Why has OpenAI dominated the prinzbench leaderboard, and where will Fable land?
prinzbench has two sub-scores: a pure legal-research component and a needle-in-a-haystack search component. OpenAI's models have excelled at both. Anthropic's models historically scored near zero on the search sub-score (out of 24), and prinz attributes part of the gap to Anthropic sandbagging on maximum reasoning effort — a constraint that Opus 4.8 finally broke, jumping from roughly 25 to 42 overall. Fable is already not a zero on search, is clearly the best legal reasoner outside OpenAI, and is competitive with at least GPT-5.4 — but may still suffer from the same search weaknesses as previous Anthropic models. prinz cautiously places Fable near the top of the leaderboard, probably not above GPT-5.5 xHigh, with the full run still in progress.
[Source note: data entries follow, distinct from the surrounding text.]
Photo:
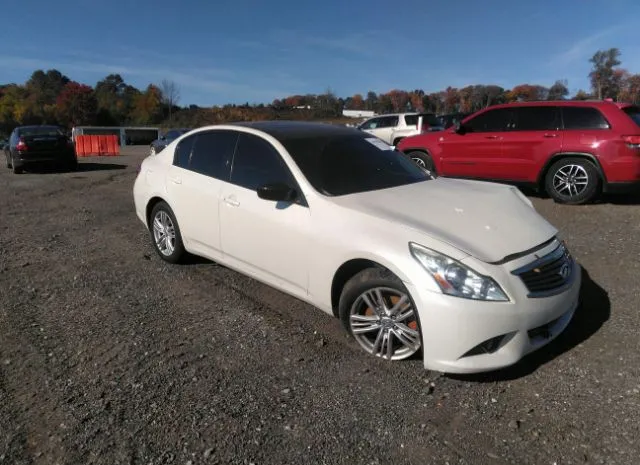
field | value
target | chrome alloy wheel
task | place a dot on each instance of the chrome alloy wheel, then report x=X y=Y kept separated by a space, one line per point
x=385 y=324
x=164 y=233
x=571 y=180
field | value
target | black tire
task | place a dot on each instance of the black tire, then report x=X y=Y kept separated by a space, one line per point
x=178 y=253
x=422 y=159
x=584 y=170
x=369 y=279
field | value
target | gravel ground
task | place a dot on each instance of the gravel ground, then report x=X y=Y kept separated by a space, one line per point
x=110 y=356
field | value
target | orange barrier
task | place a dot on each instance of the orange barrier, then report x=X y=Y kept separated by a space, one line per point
x=90 y=145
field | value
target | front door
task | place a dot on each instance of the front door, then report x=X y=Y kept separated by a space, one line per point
x=476 y=152
x=268 y=239
x=534 y=135
x=201 y=165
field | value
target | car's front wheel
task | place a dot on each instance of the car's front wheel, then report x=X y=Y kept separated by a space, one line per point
x=573 y=181
x=377 y=310
x=165 y=233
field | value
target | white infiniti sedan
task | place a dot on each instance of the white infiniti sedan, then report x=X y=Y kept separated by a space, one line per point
x=465 y=274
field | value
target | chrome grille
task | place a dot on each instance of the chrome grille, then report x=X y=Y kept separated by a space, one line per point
x=549 y=274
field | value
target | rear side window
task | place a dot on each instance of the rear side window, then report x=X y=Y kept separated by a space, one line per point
x=583 y=118
x=183 y=152
x=212 y=153
x=490 y=121
x=633 y=113
x=257 y=162
x=535 y=118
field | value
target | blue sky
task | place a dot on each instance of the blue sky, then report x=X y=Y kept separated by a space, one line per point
x=222 y=51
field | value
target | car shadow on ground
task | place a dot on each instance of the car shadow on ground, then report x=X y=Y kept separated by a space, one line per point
x=82 y=168
x=594 y=310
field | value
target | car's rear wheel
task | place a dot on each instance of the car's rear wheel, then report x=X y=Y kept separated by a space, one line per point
x=16 y=169
x=165 y=233
x=422 y=159
x=377 y=310
x=573 y=181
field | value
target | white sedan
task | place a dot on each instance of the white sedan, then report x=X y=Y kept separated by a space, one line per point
x=464 y=274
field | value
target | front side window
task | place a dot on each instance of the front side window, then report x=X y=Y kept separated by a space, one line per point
x=182 y=153
x=348 y=164
x=583 y=118
x=371 y=124
x=535 y=118
x=212 y=153
x=257 y=162
x=490 y=121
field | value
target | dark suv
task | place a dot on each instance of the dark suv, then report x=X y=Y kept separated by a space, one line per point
x=572 y=150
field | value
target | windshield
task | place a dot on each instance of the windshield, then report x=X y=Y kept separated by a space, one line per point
x=634 y=113
x=342 y=165
x=52 y=131
x=428 y=118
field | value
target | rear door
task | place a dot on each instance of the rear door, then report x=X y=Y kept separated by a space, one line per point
x=477 y=151
x=201 y=166
x=534 y=135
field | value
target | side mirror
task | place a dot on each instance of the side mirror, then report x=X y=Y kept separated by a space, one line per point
x=277 y=192
x=458 y=128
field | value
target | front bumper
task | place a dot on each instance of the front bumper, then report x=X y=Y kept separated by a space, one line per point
x=468 y=336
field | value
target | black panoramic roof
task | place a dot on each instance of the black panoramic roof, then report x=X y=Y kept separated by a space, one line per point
x=283 y=130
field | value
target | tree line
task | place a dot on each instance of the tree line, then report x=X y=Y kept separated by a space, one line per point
x=50 y=97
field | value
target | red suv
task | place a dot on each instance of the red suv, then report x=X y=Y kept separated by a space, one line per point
x=573 y=150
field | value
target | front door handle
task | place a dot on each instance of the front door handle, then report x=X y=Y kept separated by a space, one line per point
x=231 y=201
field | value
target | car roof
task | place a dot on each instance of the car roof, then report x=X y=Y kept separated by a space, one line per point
x=282 y=130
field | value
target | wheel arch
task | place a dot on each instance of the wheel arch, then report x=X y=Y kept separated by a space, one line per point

What stood out to you in the Anthropic release documents for Fable 5 and Mythos 5 that the broader discourse may have missed?
prinz highlights that Anthropic's system card explicitly states the acceleration from Mythos is 'concentrated in engineering execution rather than research judgment.' The blog post's examples of 'novel' scientific results — such as training a model 100 times smaller to outperform a 500-million-parameter model published in Science before April 2025 — are impressive but do not represent the kind of genuinely novel research capability that would signal proximity to RSI. For prinz, the moment these models begin producing truly novel scientific insights — not just engineering acceleration — is the moment RSI is genuinely close. The leaked OpenAI memo about potentially delaying an IPO if RSI happens also caught his attention as an indirect signal about labs' own internal timelines.
What does a super-empowered lawyer using AI look like — analogous to the super-empowered engineer running hundreds of agents?
prinz envisions agents embedded in Outlook monitoring email in real time, autonomously redlining contract changes sent at midnight, saving the updated document, and alerting the lawyer for a one-click approval before sending to the client. Further out, AI should connect to entire data rooms autonomously, review every document, draft the diligence memo, and surface the five red flags — compressing hundreds of hours of associate work into an overnight run. He speculates that as deal costs collapse, a lawyer might handle 20 simultaneous deals instead of one. He also flags a broader question: whether the legal system itself changes, from AI-empowered judges to automated courts handling micro-lawsuits in minutes.
How worried should we be about the trend toward illegible chain-of-thought reasoning in models like Fable, and what does it mean for monitoring and alignment?
prinz notes this is not new — we've seen artifact-filled chains of thought in OpenAI's models too. His core concern is that chain-of-thought may not reliably reflect what the model is actually doing, which is why Anthropic invests heavily in mechanistic interpretability. More importantly, a superintelligence that knows it is being monitored may calibrate its visible reasoning to avoid alarming overseers — a lawyer's intuition that the same facts can always be framed to serve different impressions. He concludes that monitoring chain-of-thought alone is not a sufficient alignment strategy, and that monitoring superintelligence generally is probably not a perfect tool — but that we should continue paying attention and act if we see something bad.
Do you maintain a p(doom) number, and what is your overall assessment of AI risk for someone looking to you for a cue?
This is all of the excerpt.